Tencent has listed the following as "coming soon" in the official repo:

* **HY-Pano 2.0** — 360° panorama generation (interim: HunyuanWorld 1.0)
* **WorldStereo 2.0** — world expansion / novel-view synthesis (interim: original WorldStereo)
* **WorldNav** — trajectory planning for scene traversal
* **Full world-generation pipeline code** — the text/image → full world entry point

WorldMirror 2.0 (reconstruction) is the only component with public weights today. Keep an eye on the [HF model page](https://huggingface.co/tencent/HY-World-2.0) for drops.

***

## Troubleshooting

| Problem                              | Solution                                                                                                                                |
| ------------------------------------ | --------------------------------------------------------------------------------------------------------------------------------------- |
| `CUDA out of memory` on 16 GB GPU    | Lower input resolution toward 50K px, or switch to RTX 4090 (24 GB).

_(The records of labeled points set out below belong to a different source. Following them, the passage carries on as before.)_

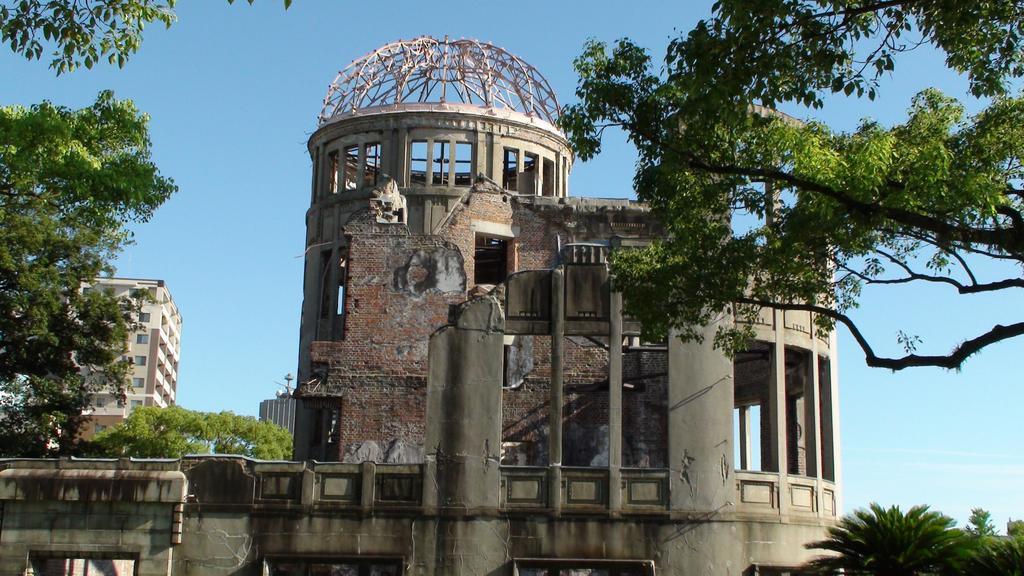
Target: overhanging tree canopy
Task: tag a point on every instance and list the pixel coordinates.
(82, 32)
(69, 182)
(922, 202)
(174, 432)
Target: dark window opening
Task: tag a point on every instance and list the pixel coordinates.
(418, 163)
(84, 564)
(317, 437)
(372, 168)
(799, 412)
(510, 170)
(342, 278)
(585, 568)
(491, 259)
(440, 163)
(332, 186)
(565, 176)
(752, 416)
(825, 400)
(351, 166)
(529, 172)
(549, 177)
(341, 302)
(334, 567)
(325, 270)
(463, 164)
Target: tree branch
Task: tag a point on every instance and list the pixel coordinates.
(953, 360)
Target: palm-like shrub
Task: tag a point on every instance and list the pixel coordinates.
(887, 542)
(997, 558)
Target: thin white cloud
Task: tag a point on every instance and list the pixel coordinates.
(935, 452)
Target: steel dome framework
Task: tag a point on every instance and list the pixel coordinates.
(428, 70)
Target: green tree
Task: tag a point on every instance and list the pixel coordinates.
(929, 201)
(174, 432)
(887, 542)
(82, 32)
(69, 182)
(997, 557)
(980, 524)
(1015, 529)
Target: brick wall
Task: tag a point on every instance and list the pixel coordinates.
(399, 290)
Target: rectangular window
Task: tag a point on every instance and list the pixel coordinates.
(342, 277)
(440, 163)
(510, 170)
(418, 163)
(747, 428)
(372, 168)
(339, 567)
(90, 566)
(351, 166)
(463, 164)
(491, 260)
(565, 174)
(549, 177)
(332, 184)
(529, 172)
(325, 277)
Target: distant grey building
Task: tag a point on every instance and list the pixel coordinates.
(280, 410)
(473, 400)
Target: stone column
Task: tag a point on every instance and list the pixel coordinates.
(700, 398)
(615, 403)
(744, 438)
(464, 416)
(778, 459)
(557, 358)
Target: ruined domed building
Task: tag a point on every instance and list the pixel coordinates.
(472, 399)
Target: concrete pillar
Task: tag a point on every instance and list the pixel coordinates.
(700, 399)
(557, 359)
(778, 454)
(834, 413)
(615, 403)
(744, 438)
(812, 416)
(464, 400)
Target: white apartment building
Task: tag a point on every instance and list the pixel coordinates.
(154, 350)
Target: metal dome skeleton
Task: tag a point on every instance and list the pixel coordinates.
(427, 70)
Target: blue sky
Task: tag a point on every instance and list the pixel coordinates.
(233, 92)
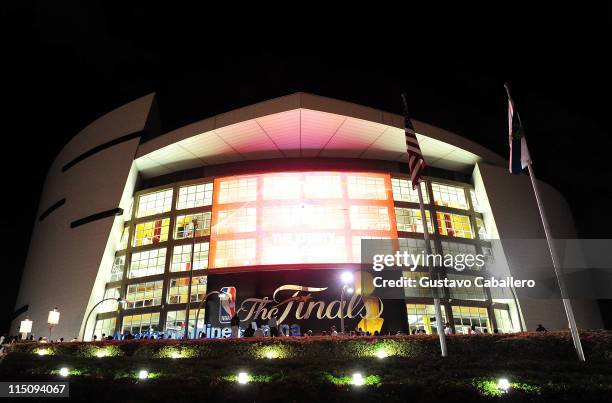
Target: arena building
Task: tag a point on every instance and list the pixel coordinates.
(283, 191)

Enable `--enable_bf16`                                             |
| FSDP hangs on launch                 | Ensure number of input images is **≥** `--nproc_per_node`. FSDP also needs NCCL + matching CUDA across GPUs                             |
| `flash-attn` install fails           | Try prebuilt wheel `pip install flash-attn --no-build-isolation` on CUDA 12.4; if it still fails, the pipeline runs (slower) without it |
| Gradio UI not reachable on Clore.ai  | Forward port 7860 in the Clore container config, or launch with `--share`                                                               |
| License questions for commercial use | Read `License.txt` in the repo — it is `tencent-hy-world-2.0-community`, not standard OSS                                               |

***

## Next Steps

* [Hunyuan3D 2.1](https://docs.clore.ai/guides/3d-generation/hunyuan3d) — Tencent's single-object text/image-to-mesh generator (smaller, Apache-style pipeline, different use case)
* [TRELLIS 3D](https://docs.clore.ai/guides/3d-generation/trellis-3d) — Microsoft's structured 3D asset generator
* [Gaussian Splatting](https://docs.clore.ai/guides/3d-generation/gaussian-splatting) — render pipeline for the 3DGS outputs HY-World produces
* [HuggingFace model](https://huggingface.co/tencent/HY-World-2.0)
* [GitHub repo](https://github.com/Tencent-Hunyuan/HY-World-2.0)
* [CLORE.AI Marketplace](https://clore.ai/marketplace)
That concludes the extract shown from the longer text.